Fractal Robots

Back in the late 1990s, Roy needed a way to generate test cases for a new dynamics algorithm he was developing: the divide-and-conquer algorithm. His solution to this problem was fractal robots, which he defined to be any rigid-body system in which at least one of the following was fractal in nature: the connectivity, the geometry, or the configuration. Some of these mechanisms turned out to be quite pretty, as you can see from the pictures below. You can click on any fractal image to see the full-size version.

Tetra

diagram showing how Tetra is constructed — construction rule
for making Tetra

This robot is an unbranched chain having both a fractal geometry and a fractal configuration. It is constructed according to the rule shown in the diagram. Starting with a line segment of length L, divide it into three equal portions, remove the middle portion, and replace it with a chain of three line segments that take the long way round a regular tetrahedron placed with one edge on the missing middle portion. After one application of this rule, we have a chain of five line segments, each of length L/3. A second application produces a chain of 25 segments of length L/9; and after two more applications we arrive at a chain of 625 segments of length L/81, which is the robot shown in the pictures above.

To complete the definition of this robot, we replace the line segments with rigid bodies (called links), and connect them together with revolute joints. We then pull the chain out into a straight line, and call this configuration the robot's home position. Every joint angle is zero in this position. Finally, we work out where the joint axes have to be in order for the robot to be able to fold from its home position into its fractal shape. This last step reveals two facts about the robot.

The robot has two types of link: one with a skew angle of +α from the inboard to the outboard joint axis, and one with a skew angle of −α. So they are mirror images of each other. The two types are coloured different shades of blue in the pictures above; and in the diagram it is the middle link (coloured light blue) that is the mirror image of the other four.
The joints divide into two groups. Every joint in one group bends to an angle of θ₁, while those in the other group bend to θ₂. We therefore define this robot to have a two-dimensional configuration space in which these two angles define the configuration.

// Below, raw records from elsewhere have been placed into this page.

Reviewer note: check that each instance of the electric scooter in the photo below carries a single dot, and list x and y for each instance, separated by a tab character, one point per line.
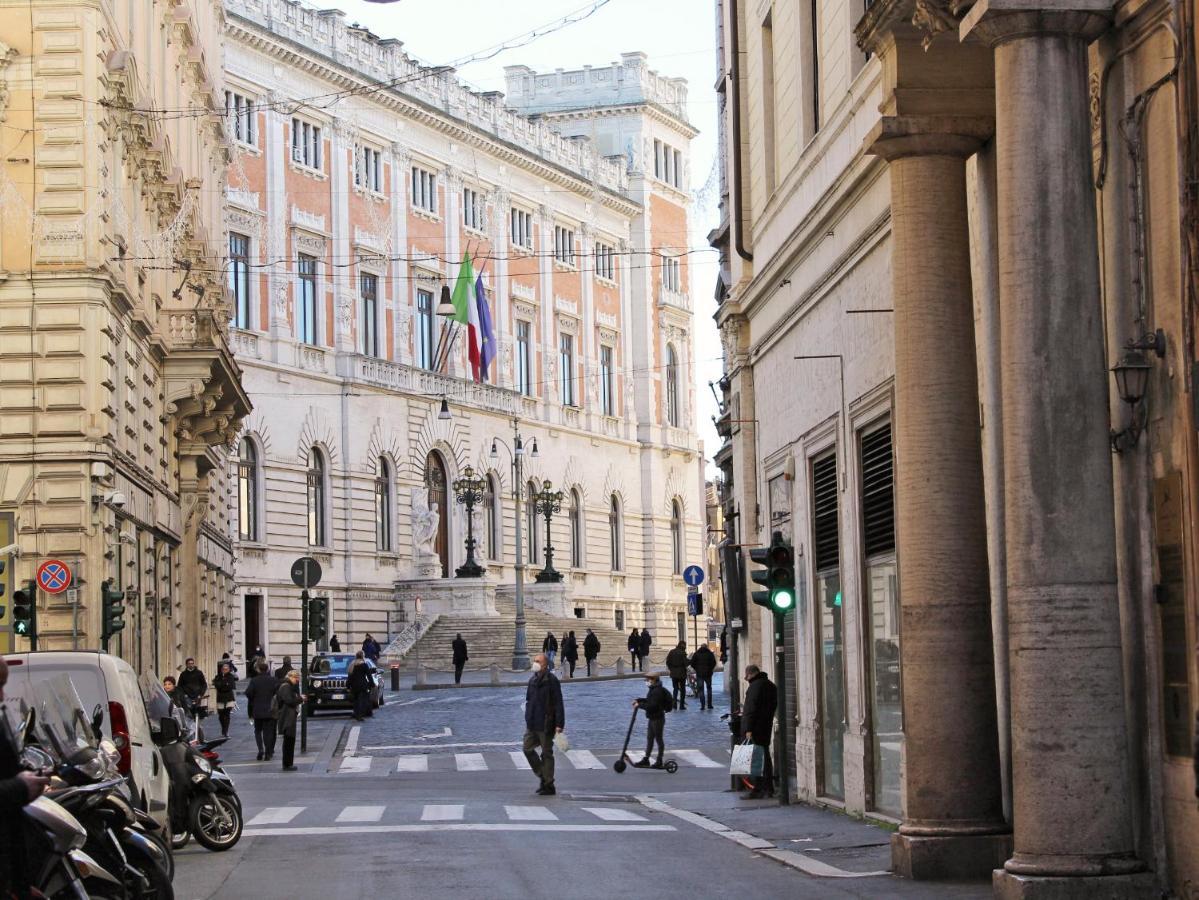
624	761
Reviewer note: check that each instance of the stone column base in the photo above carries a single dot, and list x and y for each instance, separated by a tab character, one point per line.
965	856
1008	886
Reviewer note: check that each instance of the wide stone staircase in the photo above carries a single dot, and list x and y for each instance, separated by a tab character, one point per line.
490	639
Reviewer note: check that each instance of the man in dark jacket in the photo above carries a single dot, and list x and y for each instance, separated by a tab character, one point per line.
259	693
703	660
18	787
676	664
757	723
590	648
544	717
656	704
459	657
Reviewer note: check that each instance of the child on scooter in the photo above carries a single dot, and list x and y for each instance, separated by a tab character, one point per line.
656	704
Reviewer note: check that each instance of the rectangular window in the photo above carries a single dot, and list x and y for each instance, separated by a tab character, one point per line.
306	144
369	303
239	278
524	358
240	113
425	328
566	362
471	209
607	388
606	261
368	168
522	228
425	189
564	245
306	301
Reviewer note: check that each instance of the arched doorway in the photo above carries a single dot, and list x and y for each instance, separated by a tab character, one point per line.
437	479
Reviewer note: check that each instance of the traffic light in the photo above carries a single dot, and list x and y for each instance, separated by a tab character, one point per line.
318	618
113	609
777	575
24	610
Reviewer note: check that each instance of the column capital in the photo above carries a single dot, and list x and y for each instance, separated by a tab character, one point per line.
898	137
1001	20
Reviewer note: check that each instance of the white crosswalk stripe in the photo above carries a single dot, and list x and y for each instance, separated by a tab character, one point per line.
275	815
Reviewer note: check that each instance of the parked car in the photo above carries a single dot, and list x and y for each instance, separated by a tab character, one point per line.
109	682
327	684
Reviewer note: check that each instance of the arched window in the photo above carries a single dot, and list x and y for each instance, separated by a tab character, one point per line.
672	386
383	506
531	517
317	525
576	529
614	535
247	490
675	537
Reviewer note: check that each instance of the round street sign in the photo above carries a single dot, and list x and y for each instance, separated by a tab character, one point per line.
306	572
54	577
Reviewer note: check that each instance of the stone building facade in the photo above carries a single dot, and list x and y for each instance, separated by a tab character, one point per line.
995	555
347	218
119	393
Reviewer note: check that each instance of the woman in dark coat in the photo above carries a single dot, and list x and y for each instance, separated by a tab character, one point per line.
289	698
226	684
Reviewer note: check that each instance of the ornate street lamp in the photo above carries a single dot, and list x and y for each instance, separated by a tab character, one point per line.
548	501
469	491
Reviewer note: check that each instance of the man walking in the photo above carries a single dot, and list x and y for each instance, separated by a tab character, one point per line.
544	717
703	660
676	664
259	693
590	648
757	723
459	657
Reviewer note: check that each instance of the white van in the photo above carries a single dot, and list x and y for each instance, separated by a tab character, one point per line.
109	682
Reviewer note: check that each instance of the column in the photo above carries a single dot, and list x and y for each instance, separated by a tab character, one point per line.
1070	763
953	815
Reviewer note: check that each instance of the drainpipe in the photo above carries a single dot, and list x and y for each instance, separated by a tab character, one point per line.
739	239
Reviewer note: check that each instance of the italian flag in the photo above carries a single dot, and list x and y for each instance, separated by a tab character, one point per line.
465	312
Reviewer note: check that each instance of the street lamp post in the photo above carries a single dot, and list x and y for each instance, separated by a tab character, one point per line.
469	490
548	501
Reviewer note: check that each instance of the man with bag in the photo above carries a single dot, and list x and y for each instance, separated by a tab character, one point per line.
544	718
757	723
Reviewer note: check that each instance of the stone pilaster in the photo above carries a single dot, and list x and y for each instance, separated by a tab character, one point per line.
953	816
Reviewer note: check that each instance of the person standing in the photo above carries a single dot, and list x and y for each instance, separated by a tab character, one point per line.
459	657
590	650
703	660
757	723
676	664
289	714
544	718
644	650
656	704
259	694
226	683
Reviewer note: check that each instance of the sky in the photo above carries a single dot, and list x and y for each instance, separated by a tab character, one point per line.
679	36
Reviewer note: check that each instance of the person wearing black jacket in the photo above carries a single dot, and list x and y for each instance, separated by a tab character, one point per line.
18	787
544	717
459	657
703	660
226	684
757	723
260	692
656	704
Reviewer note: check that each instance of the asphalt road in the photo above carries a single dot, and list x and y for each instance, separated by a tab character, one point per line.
443	808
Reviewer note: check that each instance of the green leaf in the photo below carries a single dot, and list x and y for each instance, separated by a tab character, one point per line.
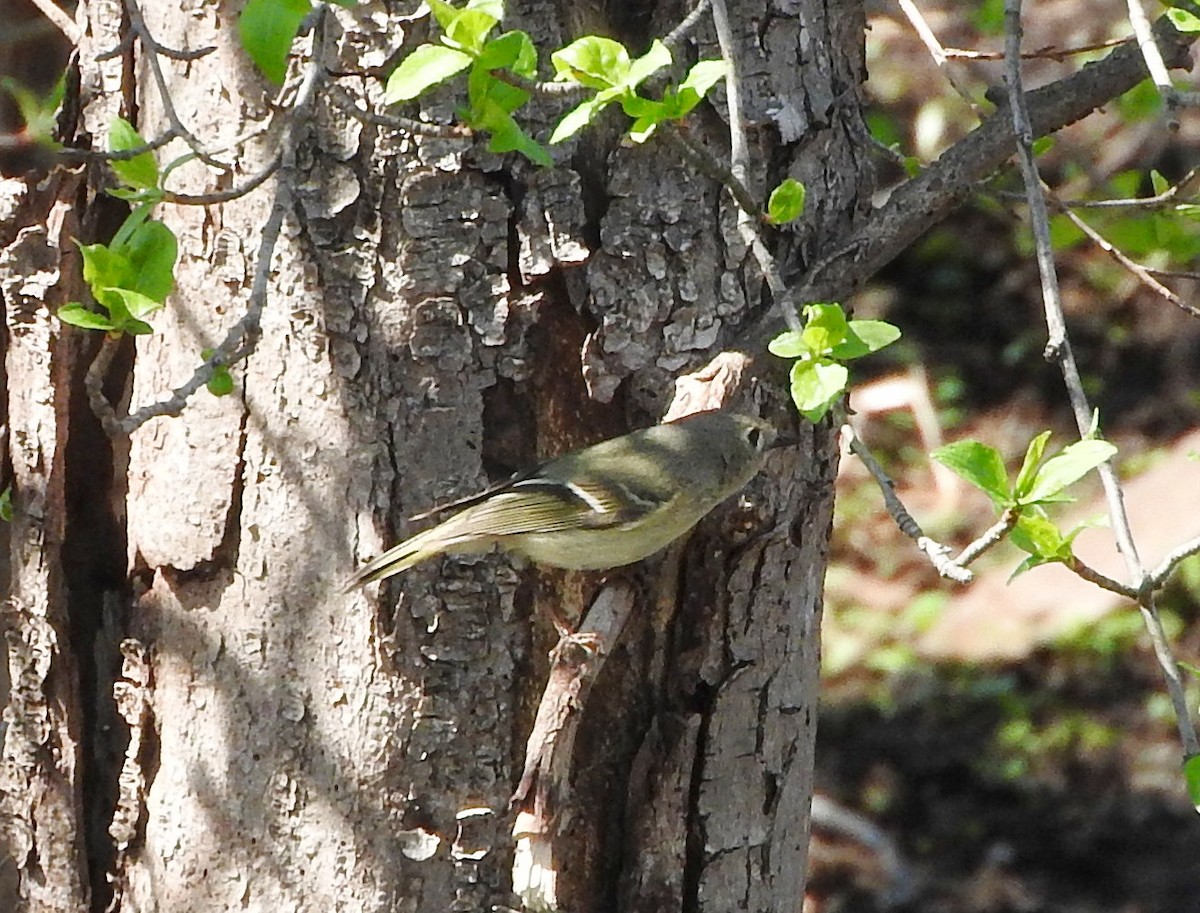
103	268
864	337
1067	467
220	383
142	170
443	12
485	91
825	326
511	50
151	253
79	316
136	304
1039	536
508	137
1192	778
979	464
469	30
492	7
645	124
594	61
151	194
815	385
421	70
39	113
789	344
786	202
1030	467
1183	20
702	77
652	61
1043	144
576	119
268	29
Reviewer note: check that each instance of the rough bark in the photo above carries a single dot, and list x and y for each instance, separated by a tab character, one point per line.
220	728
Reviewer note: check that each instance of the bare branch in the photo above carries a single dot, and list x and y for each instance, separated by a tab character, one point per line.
1080	407
1137	269
342	98
739	160
937	52
1159	575
1151	55
991	536
154	49
937	553
243	336
208	199
679	32
1103	581
1047	53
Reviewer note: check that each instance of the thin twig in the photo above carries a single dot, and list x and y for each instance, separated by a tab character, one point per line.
1047	53
681	31
94	384
1101	580
60	18
342	100
937	52
153	50
1147	47
1159	575
1170	670
991	536
705	162
937	553
241	337
1140	272
739	161
209	199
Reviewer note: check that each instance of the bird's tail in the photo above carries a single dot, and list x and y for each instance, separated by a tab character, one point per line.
399	558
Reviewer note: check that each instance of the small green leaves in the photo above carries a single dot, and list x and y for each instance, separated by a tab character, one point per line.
979	464
142	170
1183	19
1068	467
39	113
421	70
604	65
130	277
220	382
1038	482
786	202
1192	778
267	29
466	46
827	340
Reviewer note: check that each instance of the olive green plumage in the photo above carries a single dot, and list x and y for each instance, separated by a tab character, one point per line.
604	506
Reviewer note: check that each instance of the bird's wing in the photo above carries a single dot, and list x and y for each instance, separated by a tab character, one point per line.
538	505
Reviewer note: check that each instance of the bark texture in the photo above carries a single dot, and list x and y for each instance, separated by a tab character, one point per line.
243	737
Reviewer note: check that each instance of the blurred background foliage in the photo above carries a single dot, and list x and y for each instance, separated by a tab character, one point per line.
1045	775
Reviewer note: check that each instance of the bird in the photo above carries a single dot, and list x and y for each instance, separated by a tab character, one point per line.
604	506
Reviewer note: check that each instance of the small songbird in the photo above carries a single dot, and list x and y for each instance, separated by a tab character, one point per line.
606	505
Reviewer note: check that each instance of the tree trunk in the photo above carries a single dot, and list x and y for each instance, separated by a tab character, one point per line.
437	316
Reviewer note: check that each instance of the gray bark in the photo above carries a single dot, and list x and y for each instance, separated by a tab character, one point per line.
437	314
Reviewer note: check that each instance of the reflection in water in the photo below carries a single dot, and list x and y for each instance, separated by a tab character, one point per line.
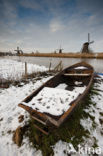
96	63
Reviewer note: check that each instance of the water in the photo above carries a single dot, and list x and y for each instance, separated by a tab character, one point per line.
96	63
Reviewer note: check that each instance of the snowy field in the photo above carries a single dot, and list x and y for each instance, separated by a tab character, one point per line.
9	113
14	70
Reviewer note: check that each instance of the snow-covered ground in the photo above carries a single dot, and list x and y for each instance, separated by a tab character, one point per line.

So where is the fractal? Did you spot it? The fractal lies in the sequence. In particular, it is the sequence in which the two types of link appear along the chain that follows a fractal pattern and gives the robot a fractal geometry; while the sequence of the two joint angles gives it a fractal configuration.

This robot is very pretty, and Roy had lots of fun finding visually attractive configurations, but in the end it was not used for algorithm testing.

Ball

This robot is a simple chain of identical links connected by revolute joints. Thus, there is nothing about the robot itself that is fractal. However, the configuration is fractal, and is defined as follows: let θ₁ and θ₂ be the two angles that define the configuration, then the joint angles are set according to the sequence θ₁, θ₂, something, θ₁, θ₂, something, θ₁, θ₂, something, and so on, where the 'something's follow the exact same pattern (i.e., θ₁, θ₂, something, θ₁, θ₂, something, etc., recursively). The two pictures above differ only in the values of θ₁ and θ₂. The ball-shaped configuration gives the robot its name, and is the configuration used as a test case in DCA part 2.

Dill

This is a branched tree containing links of different sizes, all connected by revolute joints. It is defined as follows: dill(n,α) is obtained by extending the first link of a dill(n−1,α) to accommodate one more joint, and attaching another dill(n−1,α) to that link. α is the skew angle between successive joint axes along a link, and is a geometric parameter of the robot. dill(1,α) contains only one link, so dill(n,α) contains 2ⁿ⁻¹ links. All joints have the same joint angle, so the configuration space is one-dimensional. The picture shows a 1024-link Dill in a general configuration. Roy is not sure if this robot meets the technical definition of a fractal. Nevertheless, it has some interesting properties that are relevant to testing the divide-and-conquer algorithm, so it was used as a test case in DCA part 2.